In the Project Space
Wei Li’s recent series of digital works, Skinbound, offers an unsettling exploration of a world where the human body and everyday objects coalesce in evocative, visceral, and emotionally provocative hybrids. To compose these images, Li utilizes hyper-realistic computer renderings to transform consumer goods into anthropomorphic fusions by seamlessly integrating the textures of human skin, hair, and blemishes with the shapes, labels, and branding of product packaging.
Li draws from her personal experiences as an artist within the Chinese diaspora as a foundational element of these works. By transposing human elements onto objects with visual language typically recognizable to North American and East Asian households, she juxtaposes the familiar and the uncanny as a personal reflection on contending with a fluid sense of identity, femininity, and motherhood. Li’s strange forms also appeal to broader experiences of the complexities, tensions, pressures, and emotional nuances inherent in the daily reality of being part of a diasporic community within a contemporary, multicultural society.

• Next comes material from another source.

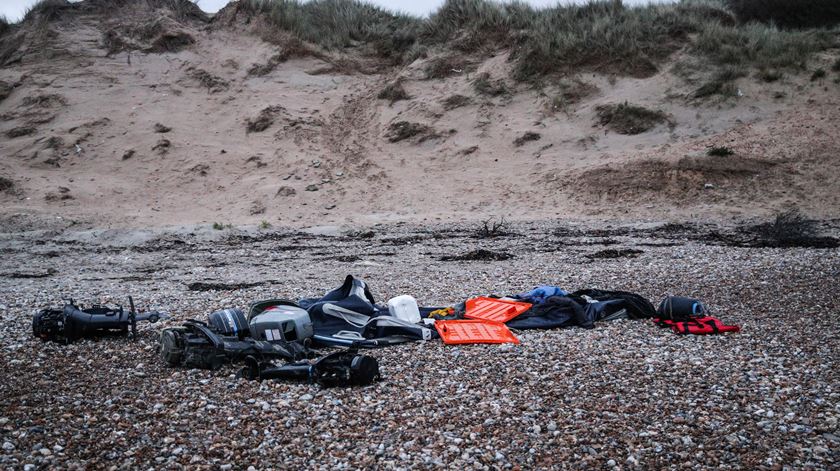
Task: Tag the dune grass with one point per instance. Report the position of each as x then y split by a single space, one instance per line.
335 24
605 36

These surrealist objects also offer a challenge to our relationship with the familiar material world and the cultural narratives and expectations embedded within it. Situated in the Project Space, Skinbound disturbs the street’s commercial setting through its incongruously grotesque and imperfect images; skin textures are bumpy and flawed with highly visible hair and pores. These objects, humorous in their subversion of conventional aesthetics, evoke a sense of the abject and challenge the familiar airbrushed perfection pervasive in advertising imagery.
Part of Exposure Photography Festival 2024.